The internationally acclaimed National Dance Theatre Company of Jamaica (NDTC) returns to the Brooklyn Center for the Performing Arts for performances on March 6 and 7. The Company will dedicate these performances to its founder and artistic director, Professor Rex Nettleford, who passed away on February 2.
The NDTC tours with a cast of new-generation artistes who, since the last visit to the Brooklyn Center two years ago, have been giving shape and substance to the Company's drive towards renewal, even while retaining the element of continuity. This is rooted in a sensitive hold on the ancestral legacy of music, movement and rituals, but with ready response to contemporary life and living, in a region which has produced not only the fastest track and field athletes, but also iconic musical artistes like Bob Marley and Jimmy Cliff.

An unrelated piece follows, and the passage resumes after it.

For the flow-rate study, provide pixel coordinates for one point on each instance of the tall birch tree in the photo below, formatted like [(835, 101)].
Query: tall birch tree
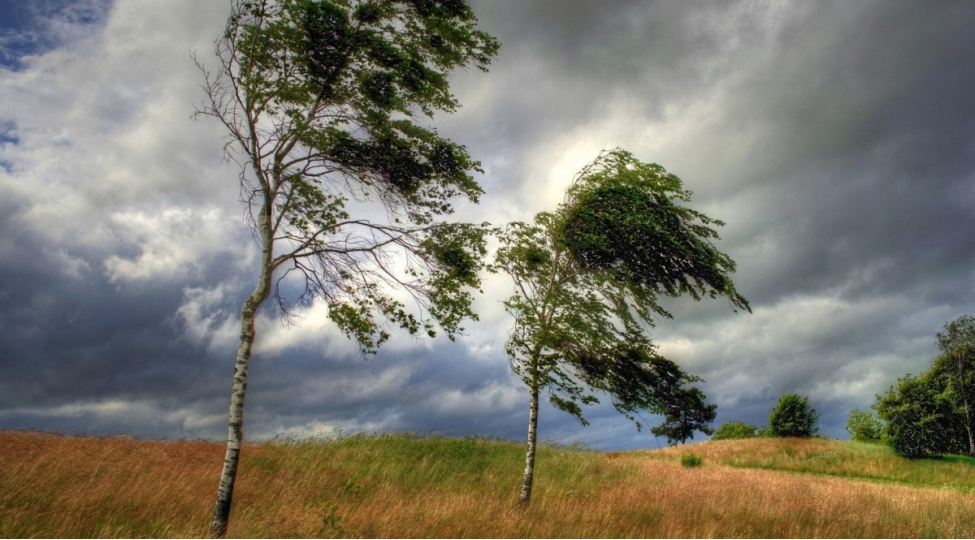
[(587, 278), (325, 103), (957, 363)]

The Haitian earthquake will find artistic comment in
Incantation
, the work of Jeanguy Saintus, Haitian choreographer, dancer and educator, who was awarded a Prince Claus Award in 2008 for his exciting contemporary work that connects the spiritual and the physical, and honours the human body, and for inspiring pride in the strength, beauty and richness of Haitian identity. Saintus draws on the music of Toto Bissainthe, Martha Jean Claude and Zoa. The Company will also perform Asi Somos, a work by one of its in-house choreographer/dancers, Arsenio Andrade. This all-male dance-work, strong and athletic, has won audience appeal at home and abroad.
Reflections
, a solo choreographed by Andrade, celebrates the "spirit of the Incas".
Modernesque suite
The repertoire also includes Tintinnabulum, Nettleford's social commentary on sons and mothers, peer group pressure and youth violence, which is no less entertaining for its serious subject matter. Clive Thompson's
Vignettes of Life
is a modernesque suite of solos and duets which ratifies the branding of the talented Jamaican ensemble as a Caribbean company with a modern dance impulse.
The performances at Brooklyn Center will also showcase Nettleford's last choreographic work,
Apocalypse
- a story of ostentation, rejection and abuse, retribution and redemption.
The dancers will be accompanied by NDTC musical director, Marjorie Whylie and the NDTC Singers, who act as choral orchestra in many works by the Company.